When I listen to a song like "Love is the Drug" by The Bryan Ferry Orchestra, this gives me a little bit more of a ragtime, jazz feeling.

It sure does. It's funny, this is a Roxy Music song that Bryan Ferry had great success with in the 1970s. And to hear him coming back to it 30 years later in the guise of a 1920s jazz crooner — it probably speaks to our collaboration with The Bryan Ferry Orchestra and what we were trying to do. What we were trying to do musically was create the effect of, almost, sliding doors between very contemporary sounds and sounds that the characters in the film would have heard realistically at the time. As the movie plays out, many of the songs which appear in their pop incarnation on the soundtrack — they've got a sort of "twin brother," if you like, in Bryan Ferry's jazz version. So we repeat songs, we repeat tunes, we set up musical motifs. And much as you do in an opera, I think, we twist them, we turn them, we use them as score, we use them as jazz, or we use them in an modern interpretation.

I want to talk a little bit more about your background; you've been working with Baz Luhrmann since the 1990s. Is it true that you were an intern on Romeo + Juliet before you became the music supervisor?

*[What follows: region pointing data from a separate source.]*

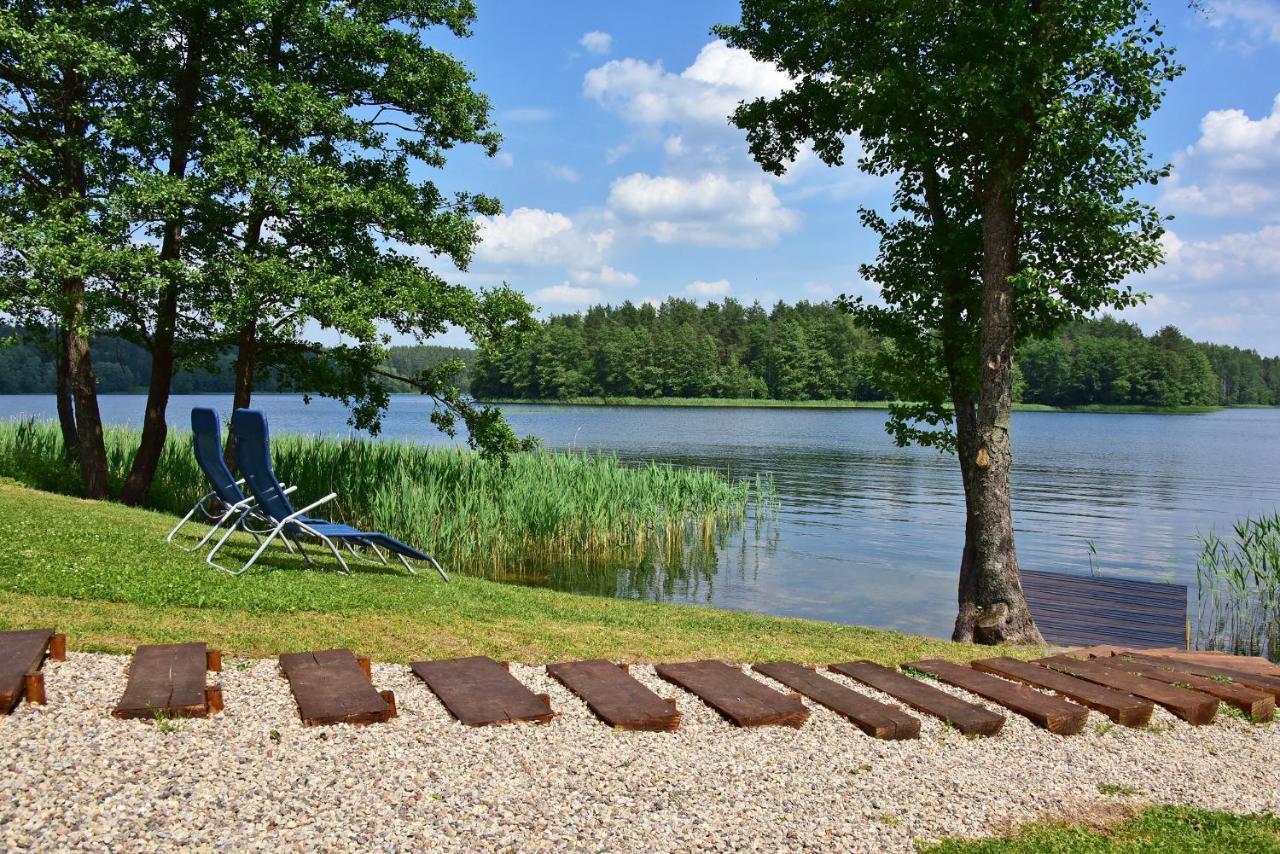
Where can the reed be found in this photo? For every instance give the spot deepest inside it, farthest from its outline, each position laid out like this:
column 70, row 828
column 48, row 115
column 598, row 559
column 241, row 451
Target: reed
column 1238, row 581
column 478, row 515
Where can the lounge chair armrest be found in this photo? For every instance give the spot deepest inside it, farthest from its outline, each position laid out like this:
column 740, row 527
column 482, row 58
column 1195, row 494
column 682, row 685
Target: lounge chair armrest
column 309, row 507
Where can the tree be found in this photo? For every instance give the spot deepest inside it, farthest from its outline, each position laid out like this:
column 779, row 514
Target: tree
column 1013, row 132
column 60, row 78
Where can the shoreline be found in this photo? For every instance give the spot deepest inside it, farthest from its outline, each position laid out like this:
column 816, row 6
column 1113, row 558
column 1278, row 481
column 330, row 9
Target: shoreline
column 748, row 403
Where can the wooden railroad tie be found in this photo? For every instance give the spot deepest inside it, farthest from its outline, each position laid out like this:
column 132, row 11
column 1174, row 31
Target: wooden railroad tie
column 1052, row 713
column 1247, row 677
column 877, row 720
column 169, row 680
column 1123, row 708
column 967, row 717
column 741, row 699
column 1191, row 706
column 332, row 686
column 22, row 656
column 615, row 695
column 1260, row 706
column 480, row 692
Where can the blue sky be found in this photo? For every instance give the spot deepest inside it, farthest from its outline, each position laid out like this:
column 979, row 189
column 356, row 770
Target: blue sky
column 621, row 178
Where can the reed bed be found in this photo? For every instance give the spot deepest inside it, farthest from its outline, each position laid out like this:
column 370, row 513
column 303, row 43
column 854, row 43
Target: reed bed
column 476, row 515
column 1238, row 580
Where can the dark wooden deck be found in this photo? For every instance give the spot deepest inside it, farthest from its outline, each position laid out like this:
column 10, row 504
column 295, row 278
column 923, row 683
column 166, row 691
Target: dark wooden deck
column 1083, row 611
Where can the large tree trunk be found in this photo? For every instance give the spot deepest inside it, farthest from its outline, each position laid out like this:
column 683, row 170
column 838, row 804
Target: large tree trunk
column 65, row 398
column 992, row 606
column 246, row 368
column 155, row 428
column 90, row 443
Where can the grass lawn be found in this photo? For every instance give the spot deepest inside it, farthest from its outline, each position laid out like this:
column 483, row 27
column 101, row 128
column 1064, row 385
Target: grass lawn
column 1155, row 830
column 103, row 574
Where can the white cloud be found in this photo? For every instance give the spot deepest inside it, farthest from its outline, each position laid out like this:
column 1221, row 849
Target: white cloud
column 711, row 210
column 1258, row 18
column 705, row 92
column 597, row 42
column 1232, row 169
column 707, row 290
column 566, row 295
column 561, row 172
column 607, row 277
column 1239, row 256
column 538, row 237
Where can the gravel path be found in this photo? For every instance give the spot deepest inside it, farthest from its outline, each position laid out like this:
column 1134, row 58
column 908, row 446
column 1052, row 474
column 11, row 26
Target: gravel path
column 254, row 777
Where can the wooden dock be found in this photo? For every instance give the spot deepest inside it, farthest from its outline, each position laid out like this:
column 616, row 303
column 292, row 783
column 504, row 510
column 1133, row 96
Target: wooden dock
column 1082, row 611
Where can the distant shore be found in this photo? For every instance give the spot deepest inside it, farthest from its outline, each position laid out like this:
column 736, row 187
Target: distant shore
column 730, row 402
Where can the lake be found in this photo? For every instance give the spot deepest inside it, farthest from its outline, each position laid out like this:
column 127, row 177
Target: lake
column 869, row 533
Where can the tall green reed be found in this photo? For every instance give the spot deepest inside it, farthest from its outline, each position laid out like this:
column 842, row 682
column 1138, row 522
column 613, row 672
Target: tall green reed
column 1238, row 580
column 476, row 515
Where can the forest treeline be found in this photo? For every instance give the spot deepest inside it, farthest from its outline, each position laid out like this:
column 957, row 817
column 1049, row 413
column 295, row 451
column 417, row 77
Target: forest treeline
column 816, row 351
column 27, row 366
column 728, row 350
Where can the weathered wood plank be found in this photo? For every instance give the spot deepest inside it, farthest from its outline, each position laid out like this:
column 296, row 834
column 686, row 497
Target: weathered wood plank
column 21, row 653
column 330, row 688
column 1191, row 706
column 967, row 717
column 1052, row 713
column 1257, row 704
column 165, row 679
column 479, row 692
column 1257, row 681
column 877, row 720
column 734, row 694
column 615, row 695
column 1123, row 708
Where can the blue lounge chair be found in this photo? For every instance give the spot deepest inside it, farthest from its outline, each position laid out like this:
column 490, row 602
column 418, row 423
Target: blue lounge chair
column 254, row 459
column 227, row 501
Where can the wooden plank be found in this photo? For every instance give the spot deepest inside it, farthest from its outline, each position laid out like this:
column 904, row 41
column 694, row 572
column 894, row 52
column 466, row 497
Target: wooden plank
column 1191, row 706
column 615, row 695
column 479, row 692
column 21, row 653
column 967, row 717
column 734, row 694
column 1257, row 681
column 330, row 688
column 1123, row 708
column 1257, row 704
column 1052, row 713
column 877, row 720
column 165, row 679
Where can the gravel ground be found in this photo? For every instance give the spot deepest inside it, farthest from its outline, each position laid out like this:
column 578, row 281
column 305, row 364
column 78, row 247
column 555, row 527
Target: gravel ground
column 254, row 777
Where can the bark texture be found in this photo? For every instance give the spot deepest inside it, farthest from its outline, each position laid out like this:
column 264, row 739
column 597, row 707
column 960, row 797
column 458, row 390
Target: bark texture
column 155, row 428
column 992, row 606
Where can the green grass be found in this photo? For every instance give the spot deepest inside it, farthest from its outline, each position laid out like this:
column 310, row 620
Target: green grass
column 1156, row 830
column 103, row 574
column 735, row 402
column 484, row 516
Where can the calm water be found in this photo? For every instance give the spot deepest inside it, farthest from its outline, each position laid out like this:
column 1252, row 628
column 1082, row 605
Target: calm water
column 869, row 533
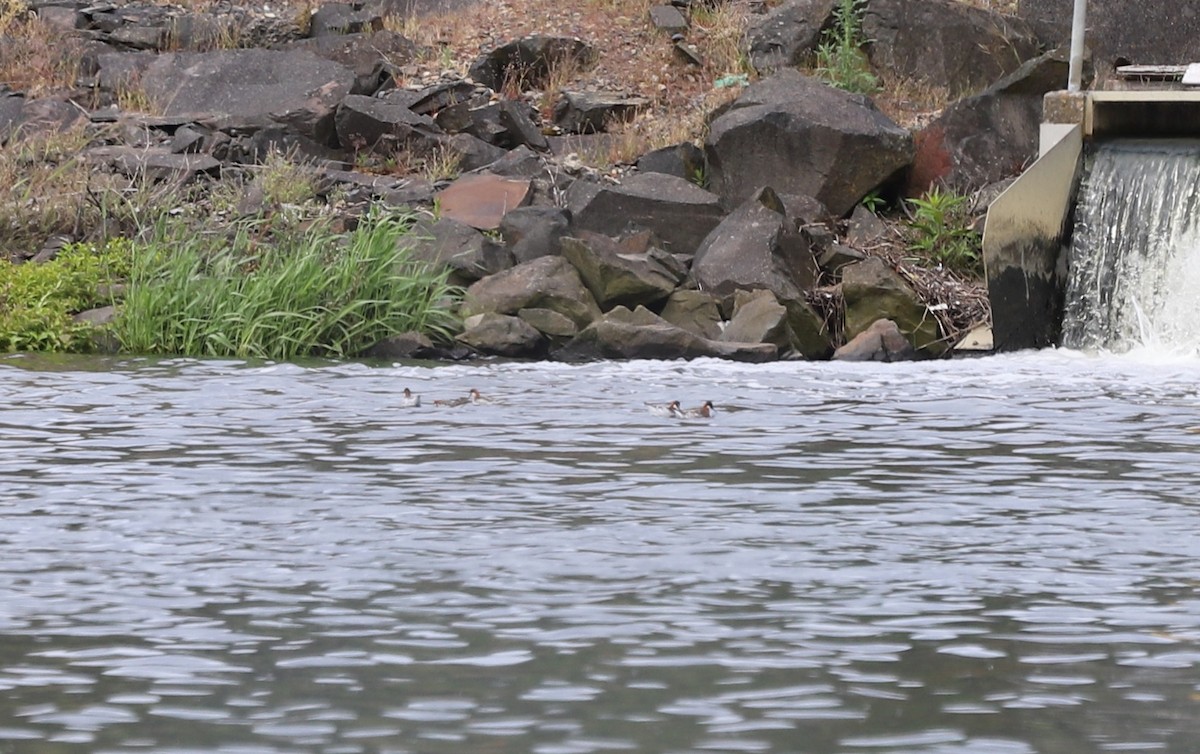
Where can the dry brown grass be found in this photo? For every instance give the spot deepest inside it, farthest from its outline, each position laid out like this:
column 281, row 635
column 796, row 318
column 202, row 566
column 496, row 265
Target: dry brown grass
column 35, row 58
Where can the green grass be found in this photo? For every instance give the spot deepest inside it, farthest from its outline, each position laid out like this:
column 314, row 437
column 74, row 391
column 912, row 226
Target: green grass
column 37, row 300
column 280, row 294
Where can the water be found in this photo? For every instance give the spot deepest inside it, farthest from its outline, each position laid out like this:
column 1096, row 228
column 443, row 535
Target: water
column 1135, row 257
column 996, row 556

I'd started out as an intern, and I just had an unusually lucky run of events. Baz was just starting down the road of making this ambitious, modern-day adaptation of Romeo and Juliet. He'd identified a young actor named Leonardo DiCaprio, who he was flying out to Sydney to do a script workshop. Leo and I are fairly close in age, so I had the good luck to become part of that little circus. In those days, and I suppose it carries true to today, we all seemed to wear more than one hat. I was Baz's assistant by the time the film was shooting, and then got very involved in the music as we went through into post production.

Some critics of Baz Lurhmann's films have said the music can overwhelm the films, or give them the feel of a music video. What's your response to that?

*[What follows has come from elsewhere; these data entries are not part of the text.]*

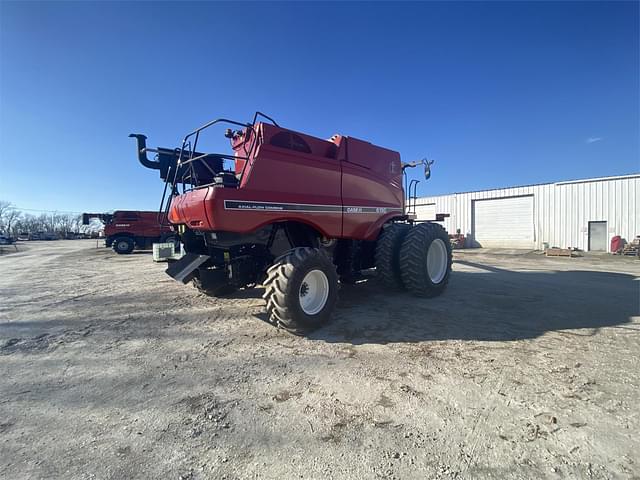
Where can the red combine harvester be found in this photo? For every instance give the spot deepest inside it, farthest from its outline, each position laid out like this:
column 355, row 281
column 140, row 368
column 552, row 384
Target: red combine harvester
column 125, row 230
column 296, row 214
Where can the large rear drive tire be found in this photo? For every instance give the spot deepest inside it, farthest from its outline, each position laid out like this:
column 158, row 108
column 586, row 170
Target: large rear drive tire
column 425, row 260
column 301, row 290
column 388, row 253
column 123, row 245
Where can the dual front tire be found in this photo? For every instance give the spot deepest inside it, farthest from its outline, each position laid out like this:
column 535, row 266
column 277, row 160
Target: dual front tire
column 301, row 290
column 417, row 259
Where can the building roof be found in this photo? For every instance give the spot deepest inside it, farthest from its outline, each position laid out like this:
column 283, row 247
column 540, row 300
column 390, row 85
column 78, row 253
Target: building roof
column 564, row 182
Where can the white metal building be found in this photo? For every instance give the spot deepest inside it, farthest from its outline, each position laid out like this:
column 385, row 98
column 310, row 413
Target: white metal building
column 578, row 213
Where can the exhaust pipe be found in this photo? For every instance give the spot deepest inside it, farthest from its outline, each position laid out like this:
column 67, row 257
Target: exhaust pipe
column 142, row 152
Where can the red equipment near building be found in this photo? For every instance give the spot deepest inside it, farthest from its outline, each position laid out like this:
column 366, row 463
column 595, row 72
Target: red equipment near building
column 297, row 214
column 126, row 230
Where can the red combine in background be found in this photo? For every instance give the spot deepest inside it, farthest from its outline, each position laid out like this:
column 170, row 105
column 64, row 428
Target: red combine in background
column 297, row 214
column 126, row 230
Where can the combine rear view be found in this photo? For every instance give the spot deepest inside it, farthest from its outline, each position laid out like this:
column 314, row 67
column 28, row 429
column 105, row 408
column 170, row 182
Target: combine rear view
column 297, row 214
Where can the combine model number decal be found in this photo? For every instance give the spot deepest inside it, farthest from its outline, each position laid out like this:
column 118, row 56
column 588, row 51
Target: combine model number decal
column 302, row 207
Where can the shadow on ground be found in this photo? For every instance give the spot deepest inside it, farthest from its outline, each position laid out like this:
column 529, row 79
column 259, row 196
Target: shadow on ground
column 488, row 304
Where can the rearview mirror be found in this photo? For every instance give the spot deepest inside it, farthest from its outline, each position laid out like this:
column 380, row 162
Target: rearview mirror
column 427, row 169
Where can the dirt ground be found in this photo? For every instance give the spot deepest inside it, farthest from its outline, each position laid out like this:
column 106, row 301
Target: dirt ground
column 527, row 367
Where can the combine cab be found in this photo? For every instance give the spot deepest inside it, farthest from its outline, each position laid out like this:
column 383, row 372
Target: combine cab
column 297, row 214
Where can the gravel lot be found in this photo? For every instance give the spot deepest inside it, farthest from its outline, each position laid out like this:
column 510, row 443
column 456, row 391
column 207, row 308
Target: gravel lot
column 527, row 367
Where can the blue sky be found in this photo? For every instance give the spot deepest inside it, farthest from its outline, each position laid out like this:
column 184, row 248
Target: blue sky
column 498, row 93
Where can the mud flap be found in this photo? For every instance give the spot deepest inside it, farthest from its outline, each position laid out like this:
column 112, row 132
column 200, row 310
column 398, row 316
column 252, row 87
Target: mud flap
column 184, row 269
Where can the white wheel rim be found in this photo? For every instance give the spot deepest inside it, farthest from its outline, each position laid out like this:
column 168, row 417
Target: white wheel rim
column 314, row 292
column 437, row 260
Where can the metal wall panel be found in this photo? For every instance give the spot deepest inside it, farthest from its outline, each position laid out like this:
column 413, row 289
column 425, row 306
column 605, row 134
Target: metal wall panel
column 562, row 211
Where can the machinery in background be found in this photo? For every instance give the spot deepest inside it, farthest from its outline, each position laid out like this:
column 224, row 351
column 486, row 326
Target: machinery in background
column 126, row 230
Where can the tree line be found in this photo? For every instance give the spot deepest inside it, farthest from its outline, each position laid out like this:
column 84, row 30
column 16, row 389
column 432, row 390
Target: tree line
column 14, row 222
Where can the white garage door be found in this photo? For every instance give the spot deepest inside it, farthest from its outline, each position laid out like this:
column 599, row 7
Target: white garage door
column 504, row 222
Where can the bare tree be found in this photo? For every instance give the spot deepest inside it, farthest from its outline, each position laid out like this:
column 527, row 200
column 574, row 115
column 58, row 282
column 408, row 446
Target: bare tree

Look, I think it's a fair criticism. It think it's also — it's a question of taste. I think Baz has made enough movies now for the sort of informed cinema-going audience to know, roughly, what they're in for when they go and see one of his films. And he uses music in a way that, I think, not many other directors do. I think he uses music in a very in-your-face way, in order to try and propel and articulate and bring greater emotional depth to the storytelling. But if you're into very realistic films, then you're probably not going to enjoy this particular style or this way of using music, because it is in your face. I think it's unashamedly in your face.